Mais la date de l’assignation est, en application de l’article 647-1 du code de procédure civile précité, le 13 janvier 2022, de sorte qu’elle a bien été délivrée dans le délai de deux mois de la publication du commandement de payer, intervenue le 16 novembre 2021.
Au regard de ces éléments, aucun moyen sérieux de réformation ou d’annulation n’est formulé contre la décision du juge de l’exécution, de sorte que la demande de sursis à l’exécution de cette décision sera rejetée.

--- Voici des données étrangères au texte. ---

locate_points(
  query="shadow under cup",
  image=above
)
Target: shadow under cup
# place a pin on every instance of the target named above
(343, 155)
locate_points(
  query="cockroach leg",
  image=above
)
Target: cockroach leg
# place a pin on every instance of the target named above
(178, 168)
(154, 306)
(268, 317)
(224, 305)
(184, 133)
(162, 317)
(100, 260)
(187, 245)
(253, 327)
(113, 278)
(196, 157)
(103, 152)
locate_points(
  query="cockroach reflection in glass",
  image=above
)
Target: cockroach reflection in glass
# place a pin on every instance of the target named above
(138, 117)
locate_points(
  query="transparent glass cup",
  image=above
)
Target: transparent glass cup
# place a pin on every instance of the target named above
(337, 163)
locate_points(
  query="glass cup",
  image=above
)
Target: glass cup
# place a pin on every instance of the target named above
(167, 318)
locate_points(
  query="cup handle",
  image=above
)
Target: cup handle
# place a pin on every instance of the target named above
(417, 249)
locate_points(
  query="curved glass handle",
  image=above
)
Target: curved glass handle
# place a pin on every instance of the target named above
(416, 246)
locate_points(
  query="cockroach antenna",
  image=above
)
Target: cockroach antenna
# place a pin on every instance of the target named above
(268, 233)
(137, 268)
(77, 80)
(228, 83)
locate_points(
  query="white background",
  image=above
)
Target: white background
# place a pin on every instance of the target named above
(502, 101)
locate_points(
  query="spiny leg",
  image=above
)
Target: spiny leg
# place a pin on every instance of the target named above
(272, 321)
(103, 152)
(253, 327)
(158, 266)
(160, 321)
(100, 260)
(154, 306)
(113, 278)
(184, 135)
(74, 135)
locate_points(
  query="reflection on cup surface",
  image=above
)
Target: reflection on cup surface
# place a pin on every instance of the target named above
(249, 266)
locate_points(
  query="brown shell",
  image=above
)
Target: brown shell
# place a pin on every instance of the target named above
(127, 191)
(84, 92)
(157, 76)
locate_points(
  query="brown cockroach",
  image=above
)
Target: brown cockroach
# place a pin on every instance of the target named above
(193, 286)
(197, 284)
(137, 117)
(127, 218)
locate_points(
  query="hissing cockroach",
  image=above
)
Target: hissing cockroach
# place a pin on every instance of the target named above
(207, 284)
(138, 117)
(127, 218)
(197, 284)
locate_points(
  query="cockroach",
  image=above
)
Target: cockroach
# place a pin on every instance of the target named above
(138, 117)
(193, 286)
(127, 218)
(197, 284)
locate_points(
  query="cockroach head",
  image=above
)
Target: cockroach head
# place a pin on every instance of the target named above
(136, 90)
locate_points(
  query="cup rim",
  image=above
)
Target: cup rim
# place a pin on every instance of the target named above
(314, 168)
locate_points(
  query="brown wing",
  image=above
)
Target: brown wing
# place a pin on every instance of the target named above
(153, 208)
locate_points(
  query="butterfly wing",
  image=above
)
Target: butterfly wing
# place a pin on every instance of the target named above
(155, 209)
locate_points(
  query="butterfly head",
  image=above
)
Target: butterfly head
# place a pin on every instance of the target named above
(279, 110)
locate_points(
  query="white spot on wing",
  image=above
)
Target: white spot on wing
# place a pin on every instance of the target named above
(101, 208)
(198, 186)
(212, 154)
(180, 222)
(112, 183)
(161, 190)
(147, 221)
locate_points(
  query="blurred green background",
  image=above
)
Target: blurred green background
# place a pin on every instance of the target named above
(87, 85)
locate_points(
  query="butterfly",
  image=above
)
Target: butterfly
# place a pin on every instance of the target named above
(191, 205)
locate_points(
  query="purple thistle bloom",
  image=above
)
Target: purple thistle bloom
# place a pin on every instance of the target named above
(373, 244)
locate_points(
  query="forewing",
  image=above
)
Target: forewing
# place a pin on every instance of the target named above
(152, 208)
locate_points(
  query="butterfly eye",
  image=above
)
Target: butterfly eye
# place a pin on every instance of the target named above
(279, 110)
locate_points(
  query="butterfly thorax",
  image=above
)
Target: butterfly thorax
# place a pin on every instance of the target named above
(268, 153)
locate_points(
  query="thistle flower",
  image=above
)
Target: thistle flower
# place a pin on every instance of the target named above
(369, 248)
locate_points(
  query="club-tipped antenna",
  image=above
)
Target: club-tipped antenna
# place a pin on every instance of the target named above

Mme [B], partie perdante, sera tenue aux dépens de la présente instance, sans possibilité de recouvrement direct, l’article 699 du code de procédure civile n’étant pas applicable à la présente procédure où le ministère d’avocat n’est pas obligatoire.
Elle sera par suite condamnée à indemniser le défendeur des frais qu’il a de nouveau été contraint d’exposer, à hauteur de la somme de 2.000 euros, sur le fondement des dispositions de l’article 700 du code de procédure civile.
PAR CES MOTIFS
Rejetons la demande de sursis à exécution du jugement du juge de l’exécution de Paris du 31 août 2022 ;
Condamnons Mme [B] aux dépens de la présente instance ;
La condamnons à payer au comptable du pôle de recouvrement spécialisé parisien 1, représentant l’Etat, la somme de 2.000 euros en application de l’article 700 du code de procédure civile.
ORDONNANCE rendue par Mme Rachel LE COTTY, Conseillère, assistée de Mme Cécilie MARTEL, greffière présente lors de la mise à disposition de l’ordonnance au greffe de la Cour, les parties en ayant été préalablement avisées dans les conditions prévues au deuxième alinéa de l’article 450 du code de procédure civile.